A rich, dark, malty Czech lager with a roast character that can vary from almost absent to quite prominent. Malty with an interesting and complex flavor profile, with variable levels of hopping providing a range of possible interpretations.

This style is a combination of the Czech styles tmavý ležák (11–12.9 °P) and tmavé speciální pivo (13–14.9 °P). More modern examples are drier and have higher bitterness while traditional versions often have IBUs in the 18–20 range with a sweeter balance.

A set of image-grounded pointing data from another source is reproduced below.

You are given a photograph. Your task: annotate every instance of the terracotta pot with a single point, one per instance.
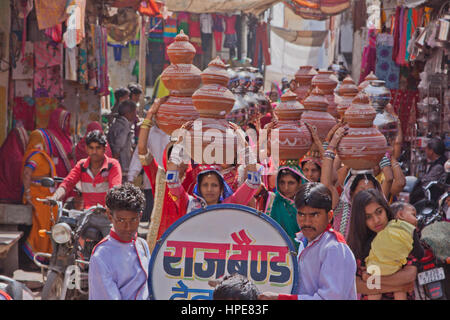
(213, 141)
(174, 113)
(316, 113)
(181, 79)
(364, 145)
(289, 108)
(346, 93)
(181, 51)
(371, 76)
(327, 81)
(303, 78)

Here's the recipe as I'm brewing it today:

Target OG: 1.056 
Target FG: 1.012 
IBUs: 41 
ABV: 5.8% 

3.6625# Czech floor-malted pilsner 
3.6625# Munich I 
1.675# Weyermann Caramunich III 
1g BrewTan B in mash
2.2oz Weyermann Carafa III (added at sparge)
8.6g Magnum (60 min)
10.5g Magnum (30 min)
54.2g Czech Saaz (15 min)
4.66g BCAA
White Labs WLP800 Pilsner Lager

Keeping with tradition, I'm employing a double decoction mash for this session. If you don't want to go to the trouble of a decoction mash, I'd probably do a single infusion mash at ~149-150F.

Mash In
Mash in at 99F then raise temp to 126F and hold for 5 minutes before pulling first decoction. 

First Decoction
  1. Pull a one-third decoction, raise temp to 145F and hold for 5 minutes.
  2. Raise temp to 162F and hold for 15 minutes. 
  3. Bring decoction to a boil, and boil for 15 minutes.  
  4. Return decoction to the main mash and maintain at 144F. 
Second Decoction
  1. Pull a second one-third decoction, raise decoction temp to 162F and hold for 15 minutes. 
  2. Bring decoction to a boil, and boil for 15 minutes. 
  3. Return decoction to the main mash and maintain at 165F for 10 minutes.
Add the Carafa III at sparge. 90 min boil. Chill to about 46F then increase temp to 50F over two days.  Hold at 50F until primary is complete, then cold crash and lager for at least a few weeks.  

Water Profile
This is a super soft water profile as recommended by Gordon Strong via a BYO article.  
  • Add 2.26 ml of Phosphoric Acid per 10 gallons RO water. 
  • Add 2g calcium chloride per 10 gallons RO water.
Brewing Notes
No issues other than my arm was really tired from the constant stirring during the decoctions…I might even have a blister. For anyone interested, here's a short video I posted on Instagram for this brew session.
Gravity came in a little below target on this batch, but it’s still within guidelines. Decoction temps were pretty spot on. I love our cooktop, it provides really nice even heating. Also, my wife bought some wooden cooking spoon/scraper utensils called Spurtles and they work amazing for decoction mashes. The color on this beer is gorgeous. Hopefully it tastes as good as it looks. I chilled down to ~55F before transferring to the fermenter. I’ll continue chilling down to 46F before pitching yeast.

Session Readings
Beginning mash pH 5.24
Ending mash pH 5.29
1st running gravity 20.3 (1.082)
Pre-Boil gravity 8.8 (1.034)
Pre-Boil pH 5.32
Post-Boil gravity 12.5 (1.049)
Post-Boil pH 5.27

Update 1/2/2023 5:40PM
Yeast was pitched.

Update 1/4/2023
Fermentation was a little sluggish to get going, but I did pitch at 46F and the low temp on this yeast’s range is 50F. I finished ramping the temps up from 46F to 50F today and fermentation activity seems to be ramping up. This morning there was a glug about once every 10-ish seconds and this evening it’s closer to once every 5 seconds.

Update 1/23/2023
This beer was kegged tonight along with gelatin for fining.

Update 2/17/2023
This beer has dropped crystal clear and is a really beautiful dark garnet color. It's a super easy drinking beer, yet it has some nice malty character. I'm going to be entering this beer in two competitions, NHC and Lagerpalooza.